Pku. 15 Februari 2015
Doa Malam
Katakan apa yang tersimpan dalam kalimat penolong
Saat kau bertanya dengan sedikit merendah
Adakah ia benar-benar memberi jawab atau sekedar
Menarikmu hingga terjerembab
Atau mungkin segala musabab menjadi muslihat
Yang kau timpakan senyap
Berulangkali.
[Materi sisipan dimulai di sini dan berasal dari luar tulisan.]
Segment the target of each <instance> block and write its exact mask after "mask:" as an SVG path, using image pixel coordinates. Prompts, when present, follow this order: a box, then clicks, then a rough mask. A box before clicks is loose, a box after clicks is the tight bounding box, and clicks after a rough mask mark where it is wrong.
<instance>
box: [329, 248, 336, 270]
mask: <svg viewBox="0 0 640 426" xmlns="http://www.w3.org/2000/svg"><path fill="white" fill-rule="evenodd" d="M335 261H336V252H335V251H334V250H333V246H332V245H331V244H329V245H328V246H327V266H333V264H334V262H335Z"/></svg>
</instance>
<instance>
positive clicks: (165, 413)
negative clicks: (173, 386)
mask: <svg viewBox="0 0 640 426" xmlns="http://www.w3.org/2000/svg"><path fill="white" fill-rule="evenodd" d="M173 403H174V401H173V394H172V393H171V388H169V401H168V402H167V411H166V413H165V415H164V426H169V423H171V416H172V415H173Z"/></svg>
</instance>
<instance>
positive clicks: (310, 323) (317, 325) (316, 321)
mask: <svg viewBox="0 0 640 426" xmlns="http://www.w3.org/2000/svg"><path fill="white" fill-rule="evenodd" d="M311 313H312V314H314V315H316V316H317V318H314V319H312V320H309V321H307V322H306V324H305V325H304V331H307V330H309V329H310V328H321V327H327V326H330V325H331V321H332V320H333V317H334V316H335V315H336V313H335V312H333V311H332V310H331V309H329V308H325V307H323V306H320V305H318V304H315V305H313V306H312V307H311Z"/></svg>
Orang-orang kembali suci
Terlihat seperti nabi
Yang senyumnya memiliki kunci
Tentang segala hal yang berhari-hari
Membuat orang mabuk setengah mati
Karena diri
Karena rindu yang semakin perih
Pku. 15 Februari 2015
Perjalanan Air dan
Api
Dari hulu ke hilir ia mengalir
Membawa bayangbayang dari segala takdir
Dalamnya karam tenangnya dangkal
Menghapus segala muskil
Melenyapkan gigil dinginnya air
Ia muncul di sela waktu
Memecah rindu jadi bongkahan haru
Memadam pilu yang tiada juga lenyap
Ikan-ikan menyudahi riwayat
Tanaman yang sekarat
Sepasang manusia dan nikmat yang sesaat
Bila air yang muncul di sungai keruh
Segala hal menimba rusuh
Bila ia memilih jatuh
Tentu hujan memunculkan syahdu
Bila ia bertemu api
Api menolak dikasihi
Membara dalam lingkar panasnya
Tak padam sebab kuasa
Jangan sentuh air, ujar api kepada nyala
Sebab bila ia lengah
Lenyaplah hangatnya
Lalu api lupa pada asal mula
Amarah yang membumbung jelaga
Merah menyulut segala
Layaknya dua hal saling menyapa
Api dan air mengurai batas
Pada panas yang meranggas
Pada dingin yang meringkus harap
Kita lenyap
Perjalanan berakhir dengan segala getir
PKU. 17 Februari 2015
Harus Seperti Apa
Aku ragu meninggalkan
sepasang rindu yang muncul
saat langkah mendadak lumpuh
dari pasang tatapan matamu
tubuhmu harum memunculkan debaran
dan denting putaran
dalam lubuk kegelisahan
melamuni waktu yang tidak tepat
pada sekian surat yang hanyut
di sekat-sekat
Bibirmu yang merah
Mengatakan akulah surga
Yang tetap ketakutan
meski kerap memberi ancaman
“Pernahkah kau mencoba untuk
tetap mempercayai rasa sakit?”
Tanyamu dengan segenap pilu
Matamu membiru
Sebab racun kukirim padamu
hingga aku sendiri tak tahu
kemana sebenar aku dibawa waktu
Maka kita mulai membicarakan doa
Dalam periuk nasi yang kita harap menyala
Tapi aku sudah terlanjur
Mengulur segala resahmu
mengukirnya jadi butiran debu
memadamkan bara yang hendak menyala
maka harus seperti apa aku
saat ragu menyelimutiku.
Pku. 19 Februari 2015
Yang Muncul dari Muka Halaman
Tentang Judul Pemberitaan
Seseorang ditemukan mati tenggelam
Dalam arus kenangan
Puluhan orang muncul
Dari jalan-jalan yang dinamai kesunyian
Semua akan lenyap
Dan tak kembali datang
Mereka diberitakan seperti kertas coretan usang
Pku. 19 Februari 2015
Cikie Wahab. Bergiat di
Komunitas Paragraf. Pekanbaru. Menulis puisi, Cerpen dan Novel.